By operating the keys of the input circuit 41,
At the time of anesthesia and treatment, the preset data and the changed data of the timer 21 and the constant current circuit 20 are sequentially displayed on the display unit 5.
It is indicated by 8.

[0027]

【The invention's effect】

(1) Since the present invention is configured as described above, the anesthetic solution 12
The first electrode 1 for injecting a therapeutic solution instead of
If the polarity of 3 and the second electrode 14 for arm attachment are reversed, the tympanic anesthesia machine can be used as a treatment device for otitis media with effusion.

(2) The present invention is usually set in an anesthesia machine, and when used as a treatment device, forcibly returns to the anesthesia device after a certain period of time. Thus, even a device that may be used by a large number of people with one device does not cause an erroneous operation such as reverse current flow, and is extremely safe.

[Brief description of the drawings]

FIG. 1 is a block diagram showing one embodiment of a tympanic anesthesia machine and therapy device according to the present invention.

FIG. 2 is an operation waveform diagram of a case of an anesthesia machine and a case of a treatment device according to the present invention.
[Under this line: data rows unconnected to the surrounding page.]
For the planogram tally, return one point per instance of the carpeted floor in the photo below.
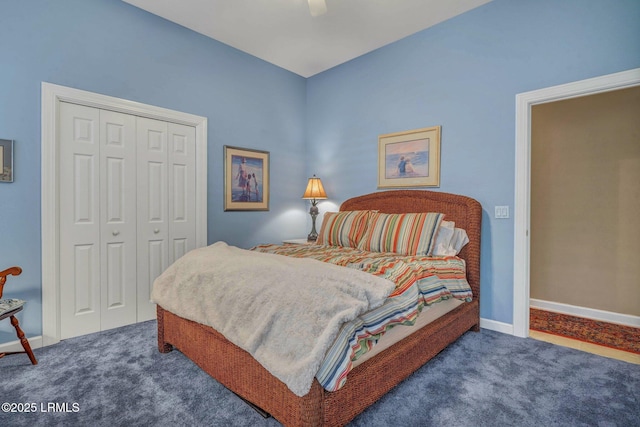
(620, 337)
(117, 378)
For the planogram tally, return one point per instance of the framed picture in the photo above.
(246, 179)
(6, 160)
(409, 159)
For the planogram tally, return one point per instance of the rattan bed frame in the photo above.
(240, 373)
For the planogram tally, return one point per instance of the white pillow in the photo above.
(449, 240)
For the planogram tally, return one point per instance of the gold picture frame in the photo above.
(246, 179)
(409, 159)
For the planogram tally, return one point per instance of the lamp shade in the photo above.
(314, 190)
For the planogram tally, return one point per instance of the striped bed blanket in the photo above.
(419, 281)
FIG. 3 is a block diagram when a conventional eardrum anesthesia machine is used as a treatment device.

[Explanation of symbols]

DESCRIPTION OF SYMBOLS 10 ... ear canal, 11 ... eardrum, 12 ... anesthetic liquid, 13 ... 1st electrode for ear mounting, 14 ... 2nd electrode for arm mounting, 15 ... arm, 16 ... ear electrode terminal, 17 ... arm electrode terminal , 18 lead wire, 19 polarity reversal circuit, 2
0: constant current circuit, 21: timer, 22: start switch, 23: power switch, 24: battery, 25: first switch, 26: second switch, 27: first switch piece, 28: second switch 41, an input circuit, 42, a polarity inversion switch, 43, a control circuit, 44, a key signal input terminal, 45, an inversion set signal input terminal, 46, a reset signal input terminal, 47, a power switching signal output terminal, 48, Timer time setting signal output terminal, 49 start switch output terminal, 50 constant current variable signal output terminal, 51 polarity reversal signal output terminal, 52 inverter, 53 first switch, 54 second switch, 55th 3 switches, 56 ...
Fourth switch, 57: display signal output terminal, 58: display unit.

Claims (2)

(57) [Claims] A first electrode mounted on an ear canal
And a second electrode 14 attached to another site, a constant current circuit 20 for flowing a predetermined current between these electrodes, and a tympanic anesthesia machine including a timer 21 for setting an energization time. The first electrode 13 and the second electrode 1 at the time of a treatment device
4, a polarity inversion switch 42 for outputting a polarity inversion signal of the polarity inversion circuit 19, a current value of the constant current circuit 20 and a timer 21 in response to the polarity inversion signal. And a control circuit 43 for instructing the switching of the set time and the polarity inversion circuit 19 and for returning the circuits to the original state of the anesthesia machine after the set time has elapsed. Tympanic anesthesia and treatment device. 2. An input circuit 41 connected to a control circuit 43.
2. The eardrum anesthesia and treatment device according to claim 1, wherein the current value of the constant current circuit 20 and the time of the timer 21 can be set according to the purpose.